L’Assemblée nationale française a adopté à l’unanimité, lundi 13 avril 2026, une loi historique permettant la restitution des biens culturels pillés pendant la période coloniale. Désormais, plus besoin d’une loi spécifique à chaque objet : un simple avis d’un comité scientifique suffira. Une avancée majeure qui doit beaucoup, selon plusieurs observateurs, au précédent créé par le Bénin et le président Patrice Talon avec la restitution des 26 trésors royaux d’Abomey en 2021.
Par un vote rare de consensus – 170 voix pour, zéro contre – la France s’est dotée d’un cadre juridique général pour rendre aux anciennes colonies leurs œuvres d’art spoliées. Jusqu’alors, chaque restitution exigeait une loi sur mesure, un processus long et complexe qui décourageait de nombreuses demandes. Désormais, un comité scientifique composé de chercheurs français et originaires des pays concernés pourra valider le retour des biens culturels pillés entre 1815 et 1972.

La ministre de la Culture : « Une nouvelle page de notre Histoire »
Catherine Pégard, récemment nommée ministre française de la Culture, s’est réjouie de ce texte « attendu dans le monde entier ». « Cette loi ouvre une nouvelle page de notre Histoire », a-t-elle déclaré, rappelant la promesse d’Emmanuel Macron faite dès le début de son premier mandat, devant la jeunesse burkinabè à Ouagadougou.
Le chef de l’État français avait alors amorcé une réflexion inédite sur la restitution du patrimoine africain, aboutissant au rapport Savoy-Sarr (2018) qui préconisait un retour massif des œuvres. C’est dans ce sillage que le Bénin, sous la présidence de Patrice Talon, avait engagé des négociations exemplaires.
Quand le Bénin montrait la voie avec les 26 trésors d’Abomey
En novembre 2021, la France restituait au Bénin 26 trésors royaux pillés en 1892 par les troupes coloniales du colonel Dodds.

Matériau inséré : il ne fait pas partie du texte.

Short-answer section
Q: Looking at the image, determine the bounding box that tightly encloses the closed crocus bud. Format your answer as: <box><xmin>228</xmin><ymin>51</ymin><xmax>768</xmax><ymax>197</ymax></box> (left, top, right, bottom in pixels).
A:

Statues, sceptres, portes et trônes du royaume d’Abomey retrouvaient leur terre d’origine, suscitant une émotion considérable en Afrique et au-delà. Ce geste, salué comme un précédent historique, fut le fruit d’un dialogue constant entre Patrice Talon et Emmanuel Macron, doublé d’une volonté politique ferme du président béninois.
Loin d’être anecdotique, la restitution béninoise a démontré qu’un retour d’œuvres spoliées était possible, techniquement et diplomatiquement. Elle a aussi mis une pression positive sur les autres pays européens détenteurs de biens culturels africains. « Ce que le Bénin a obtenu est un modèle. Si la France adopte aujourd’hui une loi générale, c’est parce que le cas béninois a prouvé l’urgence et la faisabilité », analyse un observateur des relations franco-africaines.
Une loi imparfaite mais saluée
Malgré le vote unanime, des divergences persistent. Le Rassemblement national (Jordan Bardella) refuse que la loi serve une « politique de repentance » et exclut de facto les trophées de guerre (comme le canon Baba Merzoug réclamé par l’Algérie). La France insoumise (Jean-Luc Mélenchon) regrette l’absence des collections privées et le cadrage temporel (1815-1972). Quant aux écologistes, par la voix de Sophie Taillé-Polian, ils déplorent que le mot « colonisation » n’apparaisse pas dans le texte, y voyant « une forme de déni ».
Pour l’élue écologiste, qui a obtenu l’inscription d’un recensement annuel des œuvres litigieuses, « il faut appeler un chat un chat : spoliation, pillage, violation de peuples entiers. Nommer les choses, c’est mieux les comprendre ».
Une dynamique désormais irréversible
Avec cette loi, la France offre un levier juridique clair aux pays africains désireux de reconstituer leur patrimoine. Le Bénin, pionnier en la matière, pourrait à nouveau bénéficier de ce nouveau cadre pour d’autres demandes. D’autres nations – Sénégal, Côte d’Ivoire, Madagascar, Algérie – sont déjà en ordre de marche.
En ouvrant cette brèche, Patrice Talon n’a pas seulement récupéré les âmes des rois d’Abomey. Il a aussi, sans doute, contribué à faire basculer l’Europe dans une ère nouvelle, celle de la justice patrimoniale.